At a time when the Wall Street banks are scratching their heads for credible explanations why they are keeping (or raising) their year-end S&P targets at a time when economic growth is in freefall and inflation is soaring (read: stagflation), an unexpected source of honesty has emerged - the Atlanta Fed, which now sees the US on the verge of contraction.
In its latest GDPNow forecast published moments ago, the Atlanta Fed slashed its estimate for real GDP growth in the third quarter of 2021 to just 0.5%, down from 1.2% on October 15, from 6% about two months ago, and down from 14% back in May.
Remarkably, the GDPNow tracker is about to turn negative even as the average "blue chip" Wall Street baank has a Q3 GDP forecast of just below 4%.
The collapse in the Atlanta Fed tracker has correlated almost tick for tick with Citi's US macro surprise index which has also plunged in recent months...
... which in turn is the inverse of Citi's inflation surprise index:
According to the Atlanta Fed economists, after recent releases from the US Census Bureau and the Federal Reserve Board of Governors, "the nowcasts of third-quarter real personal consumption expenditures growth and third-quarter real gross private domestic investment growth decreased from 0.9 percent and 10.6 percent, respectively, to 0.4 percent and 8.4 percent, respectively."
In short, everything is slowing and it is the consumer - that 70% driver of GDP growth - that may be about to hit reverse.
Realizing that it would be taken to task for its euphoric Q3 GDP estimate, over the weekend (when the Atlanta Fed forecast was still 1.2%) Goldman published a research report titled "How Fast Is Growth Slowing? Q3 GDP Tracking Update" in which it said that the bank is assessing "key areas" where its own forecast diverges from that of the Atlanta Fed. This is what it said:
We view the risks around our 3 1/4 % Q3 GDP forecast as balanced. In our view, GDPNow appears too pessimistic on net trade and investment. On the former, we suspect the Atlanta Fed's model does not fully capture the drag on net imports from supply chain bottlenecks and port congestion. On the latter, capex and construction indicators generally remain robust. Consensus on the other hand may not embed enough of a consumption drag from the Delta variant, given the September pullback in some virus-sensitive services categories.

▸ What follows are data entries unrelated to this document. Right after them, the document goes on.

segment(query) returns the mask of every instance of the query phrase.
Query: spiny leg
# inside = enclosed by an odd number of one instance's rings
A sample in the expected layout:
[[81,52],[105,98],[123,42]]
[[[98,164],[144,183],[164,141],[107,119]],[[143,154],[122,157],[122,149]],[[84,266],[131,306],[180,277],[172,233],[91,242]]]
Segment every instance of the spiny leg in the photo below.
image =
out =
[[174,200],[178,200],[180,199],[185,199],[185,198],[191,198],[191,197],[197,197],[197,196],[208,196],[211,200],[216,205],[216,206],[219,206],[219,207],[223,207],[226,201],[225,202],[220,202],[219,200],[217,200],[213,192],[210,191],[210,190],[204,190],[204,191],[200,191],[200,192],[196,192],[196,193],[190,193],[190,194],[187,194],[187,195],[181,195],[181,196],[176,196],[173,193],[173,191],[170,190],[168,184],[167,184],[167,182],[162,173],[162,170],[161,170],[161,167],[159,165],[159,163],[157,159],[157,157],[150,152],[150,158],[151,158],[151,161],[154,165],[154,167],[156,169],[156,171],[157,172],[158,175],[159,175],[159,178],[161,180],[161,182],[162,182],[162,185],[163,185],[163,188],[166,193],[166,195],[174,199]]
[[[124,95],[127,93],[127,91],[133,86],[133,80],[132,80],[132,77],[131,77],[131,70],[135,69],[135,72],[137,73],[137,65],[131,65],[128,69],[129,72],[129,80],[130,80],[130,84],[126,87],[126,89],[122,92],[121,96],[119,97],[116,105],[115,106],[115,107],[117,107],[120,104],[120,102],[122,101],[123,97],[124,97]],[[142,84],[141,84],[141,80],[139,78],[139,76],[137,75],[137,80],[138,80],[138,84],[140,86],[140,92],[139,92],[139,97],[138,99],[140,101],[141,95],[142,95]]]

Goldman then reminds clients that while Q3 GDP may be the low-point of 2021 (the bank's forecast is at 3.25%), it is "confident" that Q4 will be higher and the quarters of 2022 higher still:
Of course, as we explained before, Goldman will be wrong again, and the bank will have to slash its own GDP forecasts as there won't be nearly as strong a bounce as the bank expects for the simple reason that it is estimating that the biggest surge in consumption in Q4 and onward will come from the spending of excess savings.
The reason this won't happen is shown in this chart from Morgan Stanley, according to which only a third of the $2 trillion in excess savings has gone to the bottom 80%.
Translation: the bottom 80% has long ago spent its "excess savings" and only the top 20% has any residual money left from the trillions in covid stimulus. Unfortunately for Goldman's thesis, this "top 20%" has a far lower likelihood of spending its money.As a result the roughly 2-3% boost to Q4 2021 and Q1 2022 GDP that Goldman expects will kick in thanks to excess savings won't happen, and the bank will soon be slashing its GDP forecasts even more aggressively.